I imagine Father sweeping me up in his arms and swinging me around the laboratory, as he did once long ago—the first time I correctly brewed a sleeping draught. The faint echo of his laughter rumbles in my ears as I repeat the process with the older girl, Fran?oise. But her treatment proves far more difficult. She squirms and kicks so violently, Josse has to pin her shoulders to the floor. I work as quickly as possible, and once both girls are bled and bandaged, I melt to the freezing ground. Despite the puddles and stench, I want to press my blazing face against the cold stone and sleep for days.
Marie leans against a wall and fans her flushed cheeks, watching me with alternating expressions of awe and mistrust. Josse stalks across the chamber like a lion guarding its cubs. And Louis continues glaring at Josse, cursing and muttering under his breath. I am all too familiar with the hard set of his jaw and unabashed sneer; it’s the same bitter expression I’ve seen a hundred times on my own sister. Though I doubt these two share the morsels of friendship that make the intolerable stretches bearable. My sister and I may quarrel more than we get on, but it’s underscored by love—I think.
What are you doing now, Margot?

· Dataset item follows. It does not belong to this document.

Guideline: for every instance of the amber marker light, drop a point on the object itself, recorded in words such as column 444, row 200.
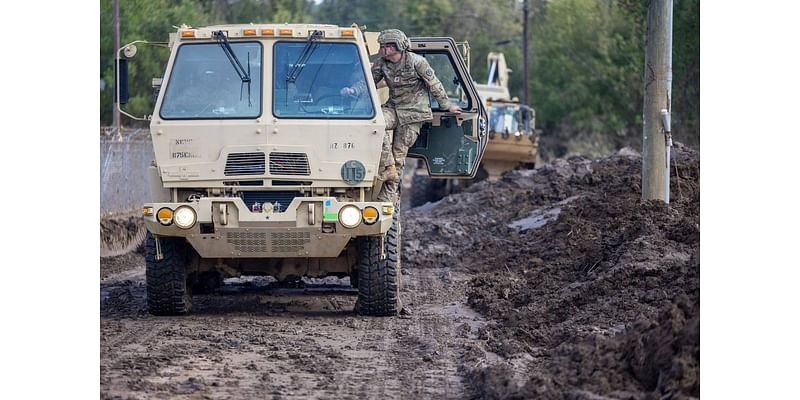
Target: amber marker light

Is she worried for me? Did she beg Mother to negotiate with the royals on my behalf? Or is she relieved to be the only daughter of La Voisin?
Eventually, Josse tires of pacing and eases down beside the girls. His devotion is mesmerizing: the way he adjusts his coat over their shivering bodies and smooths their ratted curls; how the tenderness on his face softens his sharp cheekbones and pursed lips. I study the thin layer of stubble on his chin, the way his dark hair flops into his eyes. He’s younger than I thought—perhaps a year or two older than I am—and handsome, I suppose, now that he isn’t threatening to kill me.